Monday, June 30, 2014

Iraq's Legacy of Literacy and Illiteracy, of  Nation building and Nation un-building

I have had a few articles posted on Common in the last few weeks.  My last one, Human Narrative Still Missing in Iraq, tries to convey the enormous losses suffered by Iraq and by Iraqis.  Reading Faiza's post this morning as she reflects on who the new angry people are that are marauding in Iraq,  reminds me of the everlasting impact of our experiences--both negative and positive.  As an educator, I am particularly aware of how early experiences and critical  things such as education, access to adequate food, shelter and safety contribute to who and what the child will be as she or he grows and mature.

Who, I wonder, in  terms of ordinary citizens,  men and women struggling to live in Iraq, does President Obama and Sec. of State John Kerry imagine is in a position to pull their shattered country together.  In addition to the militarization of Iraq, the vast destruction of the infrastructure and institutions , there has been an incredible brain drain of academics,  artists, engineers and doctors to name just a few professions. Many of those who did not flee were killed; there is a list in tribute to murdered academics in the excellent book Cultural Cleansing in Iraq: Why Museums were Looted, Libraries Burned and Academics Murdered, edited by Raymond W. Baker, Shereen T. Ismael and Tareq V. Ismael.  The opening essay talks about the job of "state-destruction" as opposed to the well-understood idea of "state-building"…the task Iraq was set on before the 1990 war.          

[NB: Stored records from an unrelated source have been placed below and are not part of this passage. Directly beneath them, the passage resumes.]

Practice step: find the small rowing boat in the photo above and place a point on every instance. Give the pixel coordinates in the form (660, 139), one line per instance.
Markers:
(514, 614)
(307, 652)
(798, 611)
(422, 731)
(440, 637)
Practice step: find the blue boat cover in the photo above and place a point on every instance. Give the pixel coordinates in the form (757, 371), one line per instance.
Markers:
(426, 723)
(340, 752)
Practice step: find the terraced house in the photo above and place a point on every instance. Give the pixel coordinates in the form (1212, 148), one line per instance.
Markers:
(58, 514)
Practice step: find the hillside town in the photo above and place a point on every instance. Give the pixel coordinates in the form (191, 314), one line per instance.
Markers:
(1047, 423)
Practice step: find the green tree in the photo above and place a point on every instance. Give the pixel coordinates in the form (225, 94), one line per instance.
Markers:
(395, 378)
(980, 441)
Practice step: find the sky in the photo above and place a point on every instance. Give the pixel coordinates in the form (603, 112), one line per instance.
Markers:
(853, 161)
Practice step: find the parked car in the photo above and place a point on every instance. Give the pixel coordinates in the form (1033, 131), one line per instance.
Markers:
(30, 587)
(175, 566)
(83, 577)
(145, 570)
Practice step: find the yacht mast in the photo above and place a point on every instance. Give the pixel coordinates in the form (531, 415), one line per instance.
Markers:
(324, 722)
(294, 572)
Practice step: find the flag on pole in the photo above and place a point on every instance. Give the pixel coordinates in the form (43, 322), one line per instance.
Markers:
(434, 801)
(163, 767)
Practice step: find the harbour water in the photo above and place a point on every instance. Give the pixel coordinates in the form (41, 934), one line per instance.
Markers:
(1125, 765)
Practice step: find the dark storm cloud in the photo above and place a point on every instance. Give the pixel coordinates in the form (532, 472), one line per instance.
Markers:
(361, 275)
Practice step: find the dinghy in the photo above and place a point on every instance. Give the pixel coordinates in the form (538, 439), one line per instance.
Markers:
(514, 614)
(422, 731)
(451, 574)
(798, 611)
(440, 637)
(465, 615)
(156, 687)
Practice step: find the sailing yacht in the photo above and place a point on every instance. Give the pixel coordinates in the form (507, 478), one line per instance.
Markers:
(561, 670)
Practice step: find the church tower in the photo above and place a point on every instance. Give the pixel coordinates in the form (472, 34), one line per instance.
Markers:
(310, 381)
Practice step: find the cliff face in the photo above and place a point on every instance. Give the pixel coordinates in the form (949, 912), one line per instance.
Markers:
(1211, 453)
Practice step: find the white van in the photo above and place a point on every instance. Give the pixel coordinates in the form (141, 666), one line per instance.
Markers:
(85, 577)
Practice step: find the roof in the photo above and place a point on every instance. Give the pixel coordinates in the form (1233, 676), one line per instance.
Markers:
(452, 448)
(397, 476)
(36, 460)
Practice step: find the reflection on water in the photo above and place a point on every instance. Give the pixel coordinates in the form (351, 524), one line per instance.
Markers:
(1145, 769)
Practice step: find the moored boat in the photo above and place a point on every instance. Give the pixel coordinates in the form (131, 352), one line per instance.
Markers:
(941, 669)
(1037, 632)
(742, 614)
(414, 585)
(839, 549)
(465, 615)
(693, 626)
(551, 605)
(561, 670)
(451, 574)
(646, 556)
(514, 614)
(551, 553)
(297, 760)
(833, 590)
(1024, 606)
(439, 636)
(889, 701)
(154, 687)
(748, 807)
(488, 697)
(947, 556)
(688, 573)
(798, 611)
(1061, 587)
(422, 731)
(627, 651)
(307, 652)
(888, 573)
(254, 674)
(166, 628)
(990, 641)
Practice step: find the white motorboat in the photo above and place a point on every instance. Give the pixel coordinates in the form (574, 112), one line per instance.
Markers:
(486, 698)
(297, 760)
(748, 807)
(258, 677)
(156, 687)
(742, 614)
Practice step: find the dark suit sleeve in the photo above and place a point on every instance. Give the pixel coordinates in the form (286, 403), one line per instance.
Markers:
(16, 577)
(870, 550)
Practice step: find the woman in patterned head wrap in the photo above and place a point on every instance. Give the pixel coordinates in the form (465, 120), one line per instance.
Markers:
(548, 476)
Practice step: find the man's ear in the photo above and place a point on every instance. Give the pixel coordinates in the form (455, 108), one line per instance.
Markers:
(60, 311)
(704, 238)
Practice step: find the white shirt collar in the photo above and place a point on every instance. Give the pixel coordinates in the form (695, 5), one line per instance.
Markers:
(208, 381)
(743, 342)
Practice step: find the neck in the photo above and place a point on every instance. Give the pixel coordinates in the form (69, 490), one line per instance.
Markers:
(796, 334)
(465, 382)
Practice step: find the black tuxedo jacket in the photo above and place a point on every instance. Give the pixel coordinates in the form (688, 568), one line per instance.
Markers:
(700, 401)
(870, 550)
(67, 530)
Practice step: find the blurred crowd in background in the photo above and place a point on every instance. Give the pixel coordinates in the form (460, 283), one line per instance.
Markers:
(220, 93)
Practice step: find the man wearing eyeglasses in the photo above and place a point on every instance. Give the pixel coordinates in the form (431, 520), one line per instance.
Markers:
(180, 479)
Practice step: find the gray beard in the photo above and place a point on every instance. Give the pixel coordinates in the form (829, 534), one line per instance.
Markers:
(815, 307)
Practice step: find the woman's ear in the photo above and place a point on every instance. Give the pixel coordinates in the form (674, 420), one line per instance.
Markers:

         "To be remade, a state must be rendered malleable.  Obstacles to this goal in Iraq included an impressive intelligentsia committed to a different societal model and the unifying culture they shared.  The actions of the occupying forces indicate they understood that the emergence of the new Iraq would require liberation from the grip of the inherited intelligentsia and culture of a unified Iraq.  Iraq under occupation would see both human and cultural erasures that advanced these goals.  Thus, state destruction in Iraq entailed more than regime change and more than political and economic restructuring.  It also required cultural cleansing, understood in the Iraqi case as the degrading of a unifying culture and the depletion of an intelligentsia tied to the old order." (page 6)

Culture and literacy have been  synonymous with Iraq from the beginning. What many people don't know, on some level one of the great ironies of the calamatiy in Iraq,  is that the first piece of literature, the poetic drama of creation, The Epic of Gilgamesh (2000-1400 B.C.) was written in ancient Mesoptamia, the site of the modern country of Iraq. And, probably next to no one knows that in 1982 Iraq was awarded a prize by UNESCO for eradicating illiteracy.  This was achieved as a result of three acts of legislation:  The Illiteracy Eradication Law, 1971, The Free Education Law, 1974 and The Compulsory Education Law, 1978.  As a result of this legislation, education was mandatory for both girls and boys through grade 6, and free through university.

 Everything changed after the first Gulf War.  UNESCO bemoaned  the decline  saying" The education system in Iraq prior to 1991 was one of the best in the region, with over 100% gross enrollment rate for primary schooling, and a high level of literacy, both of men and women. The Higher Education, especially the scientific and technological institutions, were of an international standard, staffed by high qualification personnel.   In 2004 they put the literacy rate at 74% and by 2007 Education International estimated the rate had fallen to 65% (54% women and 74% men)

This should come as no surprise. Iraq's Ministry of Education reported only 30% of school-age children were attending classes in early 2007.   84% of higher institutes of education and schools were damaged and/or destroyed in the two wars(UNESCO). Lots of parents kept children home out of fear for their safety; many children left school to earn money to help support their families. Those who attended classes often sat in building without running water or heat or adequate supplies including books.  Books and supplies such as pencils could not be imported under the UN Sanctions.  As a result, everyone in this once literate culture has fallen behind.

Fallen behind is a gross understatement. Children out of school for years, missing exams, unable to re-enter the system out of shame for their lack of academic skills.  Teachers without adequate facilities for students, without up-to-date text books or with no text books at all.   This includes teachers in the medical colleges.  Imagine "keeping up" with your profession, trying to train new doctors and nurses in Iraq during the years 1990 to 2013  without medical journals, or current text books or any professional connection to the outside world.

All the media babble about bringing democracy to Iraq, and our own government statements both then and now calling on Iraqis to pull together, to take control and  re-build their country are nothing but hogwash. 

Democray depends on a literate society and  functioning institutional structures. We have bombed and sanctioned Iraq back into a state of illiteracy and dismantled the very structures necessary to re-build.  Our project of state-destruction is complete.  Mission, in this case,  accomplished.